Cynthia Rudin wins the 2021 AAAI Squirrel AI Award

gwf · on Oct 12, 2021

I was also one of Cynthia's Ph.D. advisors when she was a graduate student at Princeton, some twenty years ago. It was obvious to me then that she would go on to do great things, so it's delightful to read this news this morning.

My fondest memory of Cynthia, however, has nothing to do with science, and everything to do with just being a kind person. We were at the NEC Research Institute's company picnic where they had an inflatable dragon for the kids to jump around within its interior. Me, Cynthia, and my wife went inside without any kids and jumped around like idiots for a while. Cynthia and my wife got bored, so I stayed behind for One More Big Bounce. With the epic bounce, I also succeeded in cracking a vertebra, nearly passing out on the spot from the pain. Eventually, I would crawl out, an ambulance was called, and I was brought to the Princeton ER.

I would have a full recovery, but I was in the ER for several hours that night. Cynthia came with us to the ER, and when she saw how uncomfortable I was on the gurney, she went back to her dorm to retrieve her favorite blanket, so that I would have even a small comfort. I am not sure how long she stayed, but I know that she was there with me longer than anyone else except my wife.

Anyhow, she's a lovely human being and I am honored and proud to have known her and witnessed the origins of her career.

typest · on Oct 12, 2021

In my senior year at Duke, I took her ML class (her first semester at Duke).

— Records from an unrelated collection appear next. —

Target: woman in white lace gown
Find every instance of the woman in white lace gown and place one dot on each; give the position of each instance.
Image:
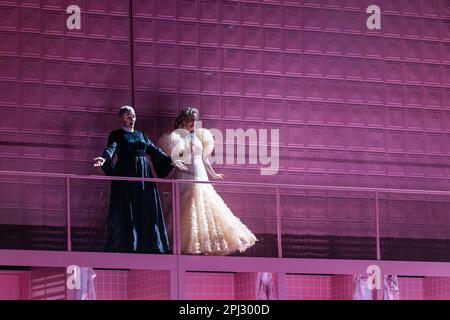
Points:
(207, 224)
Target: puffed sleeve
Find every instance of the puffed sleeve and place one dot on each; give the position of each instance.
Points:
(207, 141)
(108, 154)
(162, 163)
(174, 144)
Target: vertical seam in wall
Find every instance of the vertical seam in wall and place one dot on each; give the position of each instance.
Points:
(131, 52)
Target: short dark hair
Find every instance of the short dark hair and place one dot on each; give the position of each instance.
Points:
(125, 109)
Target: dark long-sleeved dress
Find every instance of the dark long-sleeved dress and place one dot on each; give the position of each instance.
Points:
(136, 219)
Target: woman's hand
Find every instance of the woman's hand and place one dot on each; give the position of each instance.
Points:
(99, 161)
(179, 165)
(218, 176)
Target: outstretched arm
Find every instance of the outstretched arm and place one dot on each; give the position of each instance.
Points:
(162, 163)
(105, 161)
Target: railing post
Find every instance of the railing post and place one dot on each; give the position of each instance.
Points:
(174, 217)
(69, 236)
(377, 221)
(280, 248)
(178, 218)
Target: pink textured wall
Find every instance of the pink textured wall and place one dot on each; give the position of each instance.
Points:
(353, 106)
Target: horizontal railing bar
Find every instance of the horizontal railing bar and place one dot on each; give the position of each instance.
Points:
(230, 183)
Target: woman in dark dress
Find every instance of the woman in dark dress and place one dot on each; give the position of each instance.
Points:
(135, 222)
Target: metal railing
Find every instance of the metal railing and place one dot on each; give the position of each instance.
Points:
(175, 187)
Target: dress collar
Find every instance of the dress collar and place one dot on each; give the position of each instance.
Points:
(127, 130)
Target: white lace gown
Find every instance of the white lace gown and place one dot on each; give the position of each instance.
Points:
(208, 226)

She was an excellent professor, one of the absolute best I had while there. She focused heavily on both implementation and theory, which I found to be rare.

Her class became so popular within the add/drop period that Duke added a second section and also doubled the attendance for each section. I'm pretty sure she went from being supposed to teach about 70 students to teaching 300. Nevertheless, her teaching was top notch, and I learned more there than pretty much any other CS class, and still rely on this knowledge today!

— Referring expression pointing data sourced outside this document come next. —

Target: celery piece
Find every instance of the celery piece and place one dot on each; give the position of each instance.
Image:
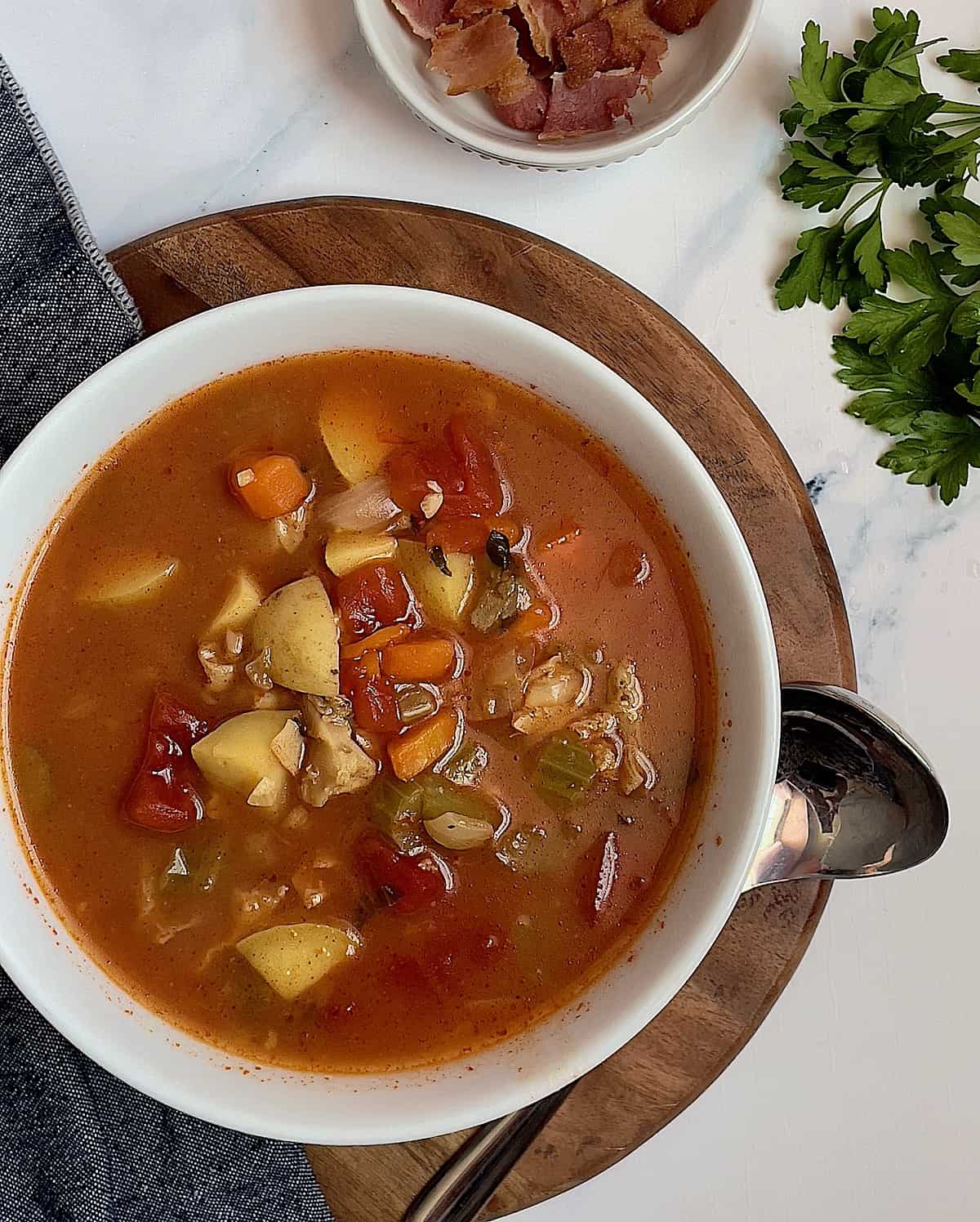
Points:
(396, 807)
(564, 774)
(443, 798)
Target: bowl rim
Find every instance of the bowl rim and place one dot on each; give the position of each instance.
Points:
(618, 145)
(716, 908)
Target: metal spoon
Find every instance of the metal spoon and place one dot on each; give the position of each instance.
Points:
(854, 797)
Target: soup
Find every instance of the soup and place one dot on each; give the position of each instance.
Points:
(359, 709)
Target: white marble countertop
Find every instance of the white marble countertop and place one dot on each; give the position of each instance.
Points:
(857, 1099)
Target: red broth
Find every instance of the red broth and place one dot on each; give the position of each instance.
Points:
(509, 865)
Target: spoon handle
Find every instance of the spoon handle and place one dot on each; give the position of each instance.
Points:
(467, 1180)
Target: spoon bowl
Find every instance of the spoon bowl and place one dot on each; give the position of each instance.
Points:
(854, 798)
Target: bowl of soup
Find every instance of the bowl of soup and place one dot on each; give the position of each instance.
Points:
(390, 712)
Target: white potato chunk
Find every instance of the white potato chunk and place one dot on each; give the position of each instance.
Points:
(334, 765)
(292, 958)
(128, 579)
(298, 628)
(243, 603)
(238, 756)
(347, 551)
(443, 599)
(352, 434)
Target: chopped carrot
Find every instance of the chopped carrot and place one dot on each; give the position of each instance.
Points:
(376, 640)
(269, 487)
(539, 618)
(424, 744)
(419, 662)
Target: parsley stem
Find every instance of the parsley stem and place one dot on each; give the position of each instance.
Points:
(880, 190)
(958, 142)
(958, 108)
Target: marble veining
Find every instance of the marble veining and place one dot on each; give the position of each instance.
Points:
(857, 1098)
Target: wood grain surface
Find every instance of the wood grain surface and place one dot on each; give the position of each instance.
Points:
(218, 259)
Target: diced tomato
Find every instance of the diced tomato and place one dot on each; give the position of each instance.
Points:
(463, 534)
(411, 468)
(470, 534)
(416, 882)
(163, 796)
(374, 596)
(480, 479)
(372, 694)
(462, 467)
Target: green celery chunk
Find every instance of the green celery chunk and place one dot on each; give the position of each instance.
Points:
(396, 808)
(443, 798)
(564, 774)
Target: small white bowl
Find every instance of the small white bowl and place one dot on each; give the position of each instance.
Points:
(696, 68)
(143, 1049)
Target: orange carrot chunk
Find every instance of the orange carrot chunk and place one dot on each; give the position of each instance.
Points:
(419, 662)
(419, 748)
(376, 640)
(538, 618)
(269, 487)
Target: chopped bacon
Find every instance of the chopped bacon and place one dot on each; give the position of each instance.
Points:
(622, 37)
(593, 108)
(546, 20)
(528, 113)
(424, 16)
(482, 56)
(679, 15)
(586, 51)
(462, 10)
(637, 41)
(577, 12)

I too am really glad she won this award.

adrian_mrd · on Oct 12, 2021

Thanks for sharing. It’s frequently the little acts of everyday kindness that go a long way in this world, like the blanket example you cite.

nothrowaways · on Oct 12, 2021

Congratulations! I think Interpretable AI mentioned in the article is what is commonly called explainable AI.

qPM9l3XJrF · on Oct 12, 2021

Cynthia has a great paper where she distinguishes between "interpretable" and "explainable"

https://arxiv.org/pdf/1811.10154.pdf

randcraw · on Oct 12, 2021

"Explainable" just means you didn't build your app/service using any technology that isn't interpretable. Her argument is that the strategy of reverse engineering a method to convert it from inexplicable to explicable is inherently less effective than maintaining explicability at all times in the app's genesis -- from the design phase through implementation.

But Rudin's Premise is philosophical more than practical. If the problem at hand is better solved using a black box (in terms of accuracy, precision, robustness, etc), her premise says simply, don't do it. Unfortunately in the cutthroat world of capitalism, that strategy can't compete with the cutting edge.

Where Rudin's Premise is more suitable is in writing regulations to address AI app problems where social unfairness is unchecked (like the COMPAS app that advises legal authorities on meting out parole decisions without explaining its reasoning). There are many such (ab)uses for AI today in social services or policing which merit rethinking since AI-based injustice so offer bedevils the proprietary lack of transparency in such apps.

Another excellent discussion of problems like these is Cathy O'Neil's book "Weapons of Math Destruction". Too bad she couldn't share the Squirrel prize. https://www.amazon.com/Weapons-Math-Destruction-Increases-In...

pjmorris · on Oct 12, 2021

From the linked paper, linked again [0] below, I think this represents Rudins philosophical view, and why it could be practical:

  Here is the Rashomon set argument: Consider that the data permit a large set of reasonably accurate predictive models to exist. Because this set of accurate models is large, it often contains at least one model that is interpretable. This model is thus both interpretable and accurate. 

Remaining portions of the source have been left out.